A closer look also shows that power infrastructure security is becoming an overlooked national security issue. Transmission substations are strategic facilities, yet many remain poorly protected despite repeated incidents involving vandalism, theft of transmission equipment and attacks on grid assets.
What makes the Offa incident more troubling is that the attackers reportedly forced operators themselves to shut down feeders, suggesting a deliberate attempt to interrupt electricity supply rather than a simple robbery operation.
Authorities have not yet disclosed the motive behind the attack, and no arrests had been officially announced as of Saturday afternoon.
Nigeria has faced similar attacks on electricity infrastructure in recent years.
In 2022 and 2024, multiple transmission towers across northern Nigeria were vandalised or destroyed, causing widespread blackouts and expensive repairs. The national grid itself has also suffered repeated collapses linked to aging infrastructure, operational weaknesses and sabotage concerns.
Industry analysts say attacks on transmission assets create ripple effects beyond power outages alone.
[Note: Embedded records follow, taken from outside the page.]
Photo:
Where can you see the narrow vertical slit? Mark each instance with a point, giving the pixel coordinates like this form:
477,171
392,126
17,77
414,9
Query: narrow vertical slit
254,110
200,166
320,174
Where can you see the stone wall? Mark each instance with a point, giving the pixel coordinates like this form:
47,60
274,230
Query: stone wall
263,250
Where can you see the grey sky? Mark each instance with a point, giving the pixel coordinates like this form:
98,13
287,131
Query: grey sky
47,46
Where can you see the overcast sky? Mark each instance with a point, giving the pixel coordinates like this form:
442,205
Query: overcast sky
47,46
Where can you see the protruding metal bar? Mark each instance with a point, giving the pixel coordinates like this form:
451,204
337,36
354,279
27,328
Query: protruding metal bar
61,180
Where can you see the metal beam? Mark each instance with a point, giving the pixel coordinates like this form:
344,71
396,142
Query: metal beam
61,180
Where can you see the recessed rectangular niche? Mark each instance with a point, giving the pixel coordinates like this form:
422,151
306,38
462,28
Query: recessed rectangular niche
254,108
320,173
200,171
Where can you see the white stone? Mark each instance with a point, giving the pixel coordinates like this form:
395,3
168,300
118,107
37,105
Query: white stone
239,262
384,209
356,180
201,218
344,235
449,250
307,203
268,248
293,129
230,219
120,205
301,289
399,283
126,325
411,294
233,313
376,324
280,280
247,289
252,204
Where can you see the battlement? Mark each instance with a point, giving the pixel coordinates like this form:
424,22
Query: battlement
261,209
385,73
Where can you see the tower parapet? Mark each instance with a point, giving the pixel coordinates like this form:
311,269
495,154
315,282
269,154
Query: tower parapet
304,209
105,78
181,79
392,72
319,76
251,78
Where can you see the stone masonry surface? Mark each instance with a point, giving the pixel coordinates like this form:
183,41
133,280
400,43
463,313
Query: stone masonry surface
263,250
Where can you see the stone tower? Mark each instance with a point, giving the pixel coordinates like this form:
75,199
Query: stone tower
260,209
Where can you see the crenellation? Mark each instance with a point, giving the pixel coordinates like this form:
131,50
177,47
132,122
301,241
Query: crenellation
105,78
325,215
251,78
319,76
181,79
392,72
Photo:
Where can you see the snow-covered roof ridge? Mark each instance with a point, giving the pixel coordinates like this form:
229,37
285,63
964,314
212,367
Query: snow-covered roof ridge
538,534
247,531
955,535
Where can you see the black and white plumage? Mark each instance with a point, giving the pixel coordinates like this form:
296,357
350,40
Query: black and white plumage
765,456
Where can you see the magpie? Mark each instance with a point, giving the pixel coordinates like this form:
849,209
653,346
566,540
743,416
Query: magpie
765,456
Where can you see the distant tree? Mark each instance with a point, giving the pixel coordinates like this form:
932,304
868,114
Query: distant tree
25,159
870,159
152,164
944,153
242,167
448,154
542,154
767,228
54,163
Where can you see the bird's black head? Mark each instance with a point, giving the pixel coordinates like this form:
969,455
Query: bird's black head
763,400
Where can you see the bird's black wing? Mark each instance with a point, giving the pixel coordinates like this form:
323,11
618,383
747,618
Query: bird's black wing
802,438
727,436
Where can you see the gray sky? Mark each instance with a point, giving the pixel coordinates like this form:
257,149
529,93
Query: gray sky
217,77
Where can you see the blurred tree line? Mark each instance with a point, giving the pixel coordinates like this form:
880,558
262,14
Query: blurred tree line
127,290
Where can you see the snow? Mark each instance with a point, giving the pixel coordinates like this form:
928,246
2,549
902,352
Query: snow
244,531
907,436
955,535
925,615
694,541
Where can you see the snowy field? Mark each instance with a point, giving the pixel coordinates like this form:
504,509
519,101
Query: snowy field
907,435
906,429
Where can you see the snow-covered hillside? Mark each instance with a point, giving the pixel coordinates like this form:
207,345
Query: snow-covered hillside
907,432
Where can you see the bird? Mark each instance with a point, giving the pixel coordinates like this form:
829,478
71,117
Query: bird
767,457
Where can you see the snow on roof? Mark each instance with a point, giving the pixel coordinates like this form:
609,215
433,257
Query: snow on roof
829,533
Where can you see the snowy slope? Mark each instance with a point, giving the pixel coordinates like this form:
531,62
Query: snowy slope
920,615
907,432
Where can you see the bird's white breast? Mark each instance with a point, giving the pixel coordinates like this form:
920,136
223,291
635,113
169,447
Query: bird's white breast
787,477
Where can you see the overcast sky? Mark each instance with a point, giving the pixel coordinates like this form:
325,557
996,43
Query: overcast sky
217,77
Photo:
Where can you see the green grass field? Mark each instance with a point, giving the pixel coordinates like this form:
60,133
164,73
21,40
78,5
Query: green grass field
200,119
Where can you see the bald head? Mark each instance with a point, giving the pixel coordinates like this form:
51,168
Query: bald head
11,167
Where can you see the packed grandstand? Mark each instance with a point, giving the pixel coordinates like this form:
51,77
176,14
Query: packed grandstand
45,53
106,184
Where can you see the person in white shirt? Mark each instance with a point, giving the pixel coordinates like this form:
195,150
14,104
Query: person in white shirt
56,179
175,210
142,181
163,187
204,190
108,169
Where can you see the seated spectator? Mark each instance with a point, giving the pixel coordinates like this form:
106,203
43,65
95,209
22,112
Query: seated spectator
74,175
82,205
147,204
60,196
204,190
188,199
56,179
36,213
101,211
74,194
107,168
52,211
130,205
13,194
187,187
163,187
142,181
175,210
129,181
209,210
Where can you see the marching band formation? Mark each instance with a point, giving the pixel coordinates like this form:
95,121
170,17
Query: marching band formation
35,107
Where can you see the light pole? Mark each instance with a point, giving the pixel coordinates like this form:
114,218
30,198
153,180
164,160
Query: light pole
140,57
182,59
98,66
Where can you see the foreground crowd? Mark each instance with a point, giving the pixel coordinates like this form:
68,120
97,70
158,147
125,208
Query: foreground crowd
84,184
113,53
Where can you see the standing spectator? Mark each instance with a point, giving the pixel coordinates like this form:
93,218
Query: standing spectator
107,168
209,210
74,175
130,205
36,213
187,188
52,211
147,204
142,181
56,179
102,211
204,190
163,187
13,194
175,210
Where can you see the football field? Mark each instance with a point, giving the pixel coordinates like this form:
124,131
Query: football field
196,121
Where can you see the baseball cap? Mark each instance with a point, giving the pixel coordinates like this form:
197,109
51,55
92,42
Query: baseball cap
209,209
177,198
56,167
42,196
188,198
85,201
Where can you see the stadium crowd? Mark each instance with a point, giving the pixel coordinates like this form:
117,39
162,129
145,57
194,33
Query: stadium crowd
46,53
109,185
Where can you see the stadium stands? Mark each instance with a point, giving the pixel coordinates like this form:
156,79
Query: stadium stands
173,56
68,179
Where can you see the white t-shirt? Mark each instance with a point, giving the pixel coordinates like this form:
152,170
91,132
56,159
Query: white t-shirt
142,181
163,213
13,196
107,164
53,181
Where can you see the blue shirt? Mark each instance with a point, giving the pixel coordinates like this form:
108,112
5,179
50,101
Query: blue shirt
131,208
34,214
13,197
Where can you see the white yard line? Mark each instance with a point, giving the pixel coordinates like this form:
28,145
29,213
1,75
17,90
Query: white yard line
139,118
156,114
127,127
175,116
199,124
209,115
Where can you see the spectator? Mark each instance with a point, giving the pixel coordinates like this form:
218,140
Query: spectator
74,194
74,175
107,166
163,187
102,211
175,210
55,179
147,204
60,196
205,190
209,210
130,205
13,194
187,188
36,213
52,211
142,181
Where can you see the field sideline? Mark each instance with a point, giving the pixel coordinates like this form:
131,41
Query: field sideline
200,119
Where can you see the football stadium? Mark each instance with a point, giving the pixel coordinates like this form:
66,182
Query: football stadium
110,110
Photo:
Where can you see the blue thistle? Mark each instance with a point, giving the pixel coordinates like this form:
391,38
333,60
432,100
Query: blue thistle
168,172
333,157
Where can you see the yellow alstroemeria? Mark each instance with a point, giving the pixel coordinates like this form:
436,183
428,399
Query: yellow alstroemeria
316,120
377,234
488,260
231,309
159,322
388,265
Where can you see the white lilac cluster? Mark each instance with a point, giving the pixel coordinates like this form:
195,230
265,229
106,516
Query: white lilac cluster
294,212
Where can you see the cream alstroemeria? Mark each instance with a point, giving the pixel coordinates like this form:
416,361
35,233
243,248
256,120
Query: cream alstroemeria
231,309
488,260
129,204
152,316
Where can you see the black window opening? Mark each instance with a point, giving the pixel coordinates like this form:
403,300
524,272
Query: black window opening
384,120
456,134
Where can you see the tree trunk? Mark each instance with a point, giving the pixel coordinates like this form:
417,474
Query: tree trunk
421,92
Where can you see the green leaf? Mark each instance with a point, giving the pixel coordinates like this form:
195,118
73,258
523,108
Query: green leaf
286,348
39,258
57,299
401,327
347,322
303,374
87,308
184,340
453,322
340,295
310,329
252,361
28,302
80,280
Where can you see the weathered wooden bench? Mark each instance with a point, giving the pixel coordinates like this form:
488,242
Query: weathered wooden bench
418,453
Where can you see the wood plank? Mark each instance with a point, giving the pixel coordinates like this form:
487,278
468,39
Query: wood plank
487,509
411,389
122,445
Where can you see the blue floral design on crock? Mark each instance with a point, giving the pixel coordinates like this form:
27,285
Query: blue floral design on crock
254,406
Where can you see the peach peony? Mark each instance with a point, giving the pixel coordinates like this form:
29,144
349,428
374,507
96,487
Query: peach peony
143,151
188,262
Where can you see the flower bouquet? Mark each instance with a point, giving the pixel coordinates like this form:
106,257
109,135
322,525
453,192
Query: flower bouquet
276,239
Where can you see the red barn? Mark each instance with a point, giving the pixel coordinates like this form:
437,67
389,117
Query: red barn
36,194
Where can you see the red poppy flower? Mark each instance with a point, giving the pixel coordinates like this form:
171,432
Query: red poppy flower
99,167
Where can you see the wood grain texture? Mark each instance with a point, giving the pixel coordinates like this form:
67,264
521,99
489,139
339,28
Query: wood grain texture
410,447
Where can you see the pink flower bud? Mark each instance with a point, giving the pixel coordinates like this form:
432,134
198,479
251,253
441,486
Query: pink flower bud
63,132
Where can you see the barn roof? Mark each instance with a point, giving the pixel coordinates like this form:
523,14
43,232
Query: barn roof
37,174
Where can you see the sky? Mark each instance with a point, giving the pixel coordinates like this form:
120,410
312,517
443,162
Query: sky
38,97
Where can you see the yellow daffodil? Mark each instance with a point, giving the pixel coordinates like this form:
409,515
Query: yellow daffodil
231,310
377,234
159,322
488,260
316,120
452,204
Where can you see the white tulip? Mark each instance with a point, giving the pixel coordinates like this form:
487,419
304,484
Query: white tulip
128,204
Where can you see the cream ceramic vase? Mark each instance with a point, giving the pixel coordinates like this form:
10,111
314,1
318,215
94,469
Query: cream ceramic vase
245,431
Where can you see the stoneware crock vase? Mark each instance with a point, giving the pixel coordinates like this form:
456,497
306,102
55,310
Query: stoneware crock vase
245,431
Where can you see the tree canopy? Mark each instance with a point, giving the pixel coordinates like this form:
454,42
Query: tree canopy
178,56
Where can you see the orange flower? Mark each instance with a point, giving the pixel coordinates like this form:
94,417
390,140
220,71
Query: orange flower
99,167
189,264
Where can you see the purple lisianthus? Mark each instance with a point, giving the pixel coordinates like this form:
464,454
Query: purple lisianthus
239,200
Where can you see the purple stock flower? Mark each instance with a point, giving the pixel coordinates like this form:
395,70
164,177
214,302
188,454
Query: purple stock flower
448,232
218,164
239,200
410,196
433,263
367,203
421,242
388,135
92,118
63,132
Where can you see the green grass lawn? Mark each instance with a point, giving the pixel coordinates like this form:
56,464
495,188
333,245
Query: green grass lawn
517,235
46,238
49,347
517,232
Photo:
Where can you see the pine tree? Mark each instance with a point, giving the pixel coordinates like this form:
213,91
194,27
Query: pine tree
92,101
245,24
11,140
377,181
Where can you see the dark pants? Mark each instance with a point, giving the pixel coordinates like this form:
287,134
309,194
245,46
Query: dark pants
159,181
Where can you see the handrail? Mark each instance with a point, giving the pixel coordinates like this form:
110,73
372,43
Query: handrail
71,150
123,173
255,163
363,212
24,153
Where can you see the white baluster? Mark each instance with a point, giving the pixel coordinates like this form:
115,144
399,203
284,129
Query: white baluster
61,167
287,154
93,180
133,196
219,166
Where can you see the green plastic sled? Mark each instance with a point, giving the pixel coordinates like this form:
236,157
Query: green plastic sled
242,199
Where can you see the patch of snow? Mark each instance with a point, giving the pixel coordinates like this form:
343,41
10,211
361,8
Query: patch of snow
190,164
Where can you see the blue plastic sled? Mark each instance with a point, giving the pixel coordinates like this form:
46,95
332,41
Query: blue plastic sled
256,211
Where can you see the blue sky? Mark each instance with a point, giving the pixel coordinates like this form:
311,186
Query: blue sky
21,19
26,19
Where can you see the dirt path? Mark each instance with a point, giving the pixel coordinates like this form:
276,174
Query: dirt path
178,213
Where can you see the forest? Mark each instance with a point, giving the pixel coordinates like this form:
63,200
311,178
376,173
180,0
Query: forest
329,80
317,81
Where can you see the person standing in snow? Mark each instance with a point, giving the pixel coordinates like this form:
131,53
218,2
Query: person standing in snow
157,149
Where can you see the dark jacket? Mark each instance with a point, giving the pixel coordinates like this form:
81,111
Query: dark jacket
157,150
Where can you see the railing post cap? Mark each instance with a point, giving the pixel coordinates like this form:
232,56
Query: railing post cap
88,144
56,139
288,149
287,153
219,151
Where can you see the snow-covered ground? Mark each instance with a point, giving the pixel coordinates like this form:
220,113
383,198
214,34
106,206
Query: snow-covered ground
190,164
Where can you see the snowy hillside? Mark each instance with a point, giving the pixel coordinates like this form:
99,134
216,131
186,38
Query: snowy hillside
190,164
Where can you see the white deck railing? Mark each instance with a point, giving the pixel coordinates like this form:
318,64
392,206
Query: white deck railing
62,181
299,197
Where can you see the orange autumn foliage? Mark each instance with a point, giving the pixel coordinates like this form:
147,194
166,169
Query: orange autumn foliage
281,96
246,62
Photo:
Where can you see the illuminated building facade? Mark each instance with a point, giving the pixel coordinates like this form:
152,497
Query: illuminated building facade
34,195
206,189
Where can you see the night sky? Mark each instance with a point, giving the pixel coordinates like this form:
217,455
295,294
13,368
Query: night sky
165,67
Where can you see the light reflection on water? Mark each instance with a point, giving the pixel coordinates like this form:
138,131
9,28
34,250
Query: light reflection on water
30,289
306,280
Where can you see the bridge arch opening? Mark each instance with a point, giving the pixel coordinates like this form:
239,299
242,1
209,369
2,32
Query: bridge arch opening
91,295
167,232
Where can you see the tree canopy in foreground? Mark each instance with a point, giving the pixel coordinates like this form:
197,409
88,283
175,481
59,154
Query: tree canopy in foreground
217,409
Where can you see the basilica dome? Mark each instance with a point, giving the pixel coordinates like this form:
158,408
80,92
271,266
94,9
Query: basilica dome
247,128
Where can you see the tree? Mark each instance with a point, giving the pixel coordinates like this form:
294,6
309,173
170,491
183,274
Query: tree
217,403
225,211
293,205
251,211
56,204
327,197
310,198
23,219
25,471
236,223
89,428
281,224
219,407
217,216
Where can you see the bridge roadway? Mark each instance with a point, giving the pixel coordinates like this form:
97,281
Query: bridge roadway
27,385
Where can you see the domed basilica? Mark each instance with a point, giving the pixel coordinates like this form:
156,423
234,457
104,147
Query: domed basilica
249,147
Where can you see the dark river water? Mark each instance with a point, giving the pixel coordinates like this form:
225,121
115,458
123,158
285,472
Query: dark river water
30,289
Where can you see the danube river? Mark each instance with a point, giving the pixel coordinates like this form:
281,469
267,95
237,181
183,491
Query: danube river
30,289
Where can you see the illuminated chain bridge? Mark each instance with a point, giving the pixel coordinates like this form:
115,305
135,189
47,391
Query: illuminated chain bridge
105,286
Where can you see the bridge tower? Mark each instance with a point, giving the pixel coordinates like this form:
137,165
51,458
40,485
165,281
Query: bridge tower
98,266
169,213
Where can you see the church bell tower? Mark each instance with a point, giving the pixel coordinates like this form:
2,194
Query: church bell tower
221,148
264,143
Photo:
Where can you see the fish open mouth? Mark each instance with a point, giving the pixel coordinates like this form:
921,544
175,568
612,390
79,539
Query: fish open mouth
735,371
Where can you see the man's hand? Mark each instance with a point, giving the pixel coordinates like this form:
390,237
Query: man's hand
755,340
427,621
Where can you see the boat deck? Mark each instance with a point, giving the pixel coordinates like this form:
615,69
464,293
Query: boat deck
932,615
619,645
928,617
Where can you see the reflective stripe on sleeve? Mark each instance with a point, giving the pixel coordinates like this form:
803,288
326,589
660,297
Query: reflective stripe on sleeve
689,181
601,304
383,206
Frequent disruptions discourage industrial investment, increase energy costs and deepen pressure on already struggling businesses.
For rural communities and semi-urban commercial hubs like Offa and surrounding areas, even short disruptions can affect cold-chain businesses, healthcare facilities and water supply systems.
Energy experts have repeatedly argued that protecting transmission infrastructure should now be treated similarly to the protection of oil and gas facilities, especially given Nigeria’s growing dependence on stable electricity for economic recovery.
Despite the disruption, TCN maintained that supply restoration was achieved quickly and operations were stabilised.
“TCN regrets the inconvenience this incident may have caused and reaffirms its mandate to transmit bulk electricity efficiently to distribution companies’ load centres across the country,” the company stated.
Yet the deeper issue remains unresolved: Nigeria’s transmission network continues to face operational pressure from insecurity, vandalism and weak infrastructure protection.